In a quarter that showed a “notable negative turn in overall dealer sentiment,” even the used-car side of the dealership is seeing a bit less optimism these days, according to the Q4 2018 Cox Automotive Dealer Sentiment Index released this week.
“The fourth quarter represented a notable negative turn in overall dealer sentiment and their outlook for the future,” Cox Automotive chief economist Jonathan Smoke said in a news release. “The big negative swing in expectations that was significantly lower than last quarter and the same time last year is especially alarming.”
Not only did the overall current market index fall from 51 to in the third quarter to 44 in the third quarter, one metric marked a first in the report’s history: expectations for the next quarter were in negative territory (49).

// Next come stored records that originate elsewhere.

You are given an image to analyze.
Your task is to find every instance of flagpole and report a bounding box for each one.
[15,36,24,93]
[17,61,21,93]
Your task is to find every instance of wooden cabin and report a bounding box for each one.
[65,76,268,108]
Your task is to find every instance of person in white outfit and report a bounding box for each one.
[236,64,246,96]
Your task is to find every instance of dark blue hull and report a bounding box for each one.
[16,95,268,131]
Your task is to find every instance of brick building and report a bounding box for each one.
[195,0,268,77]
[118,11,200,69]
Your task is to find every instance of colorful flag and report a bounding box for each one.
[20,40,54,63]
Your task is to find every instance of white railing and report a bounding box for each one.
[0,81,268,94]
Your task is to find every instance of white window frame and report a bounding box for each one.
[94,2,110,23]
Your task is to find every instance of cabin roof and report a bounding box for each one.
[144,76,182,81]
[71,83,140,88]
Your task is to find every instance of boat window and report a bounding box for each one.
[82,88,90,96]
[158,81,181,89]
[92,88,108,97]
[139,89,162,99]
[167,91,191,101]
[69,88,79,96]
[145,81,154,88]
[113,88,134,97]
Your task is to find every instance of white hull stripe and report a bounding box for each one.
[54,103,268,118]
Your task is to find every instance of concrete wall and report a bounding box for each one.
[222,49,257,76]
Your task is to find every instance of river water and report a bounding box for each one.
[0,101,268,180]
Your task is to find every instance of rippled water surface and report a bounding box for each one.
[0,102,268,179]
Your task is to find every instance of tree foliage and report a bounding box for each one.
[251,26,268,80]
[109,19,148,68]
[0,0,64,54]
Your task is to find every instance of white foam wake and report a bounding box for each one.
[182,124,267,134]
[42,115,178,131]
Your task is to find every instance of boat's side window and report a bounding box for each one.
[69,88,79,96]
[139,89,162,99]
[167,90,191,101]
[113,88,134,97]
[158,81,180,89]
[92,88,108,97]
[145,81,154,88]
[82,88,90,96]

That reading means “dealer expecting conditions to be weak in the future outnumber those who think conditions will be strong,” the company in the report.
Overall dealer sentiment has been on what Cox Automotive described as a “roller coaster year.” What once was an optimistic dealer body has grown pessimistic, the company said.
“Slowing customer traffic, growing pressure to reduce prices, and declining profitability aligned with a view of the market that retreated from strong to weak in the aggregate index,” Smoke said. “Dealers remain worried about the negative impact of proposed tariffs leading to higher prices, but they are also now seeing a less robust used-vehicle market, which is also notably weaker than last year.”
As far as the metrics specific to pre-owned, dealers were asked to describe the current used-car sales environment. The index reading for franchised dealers was 68, compared to 72 in the third quarter and 67 a year ago.
For independents, it was 46, down from 52 in Q3 and 51 in Q4 2017.
The overall score was 51, compared to 55 in Q4 2017 and 57 last quarter.
Asked to describe current used-car inventory levels, franchised dealers were at 54, down from 55 a year ago and up from 52 in Q3.
Independents were at 46, even with the previous quarter and down from 53 a year ago.
The overall score of 48 was even with Q3 and down from 53 a year ago.
Drilling down into an economic issue, dealers were also asked this one and given a list of choices: “What, if any, positive impacts would imposing tariffs on imported vehicles and parts have on your business? Please select all that apply.”
Forty-six percent thought there would be increased traffic for used vehicles, compared to 44 percent who said the same in Q3.
Thirty-six percent thought there would be an increased margin on all used vehicles as the market adjusts, compared to 27 percent who felt that way last quarter.
As far as negative impacts, 61 percent thought it would lead to higher prices on all used vehicles, against 60 percent in Q3.
Twenty-eight percent thought it would lead to lower (or delayed) used-vehicle sales, versus 23 percent who said the same in Q3.
In terms of overall impact of import tariffs on cars/parts (should they be imposed) to their profitability next quarter, 10 percent of dealers thought it would have a positive impact, 51 percent forecasted no impact and 39 percent said it would be negative.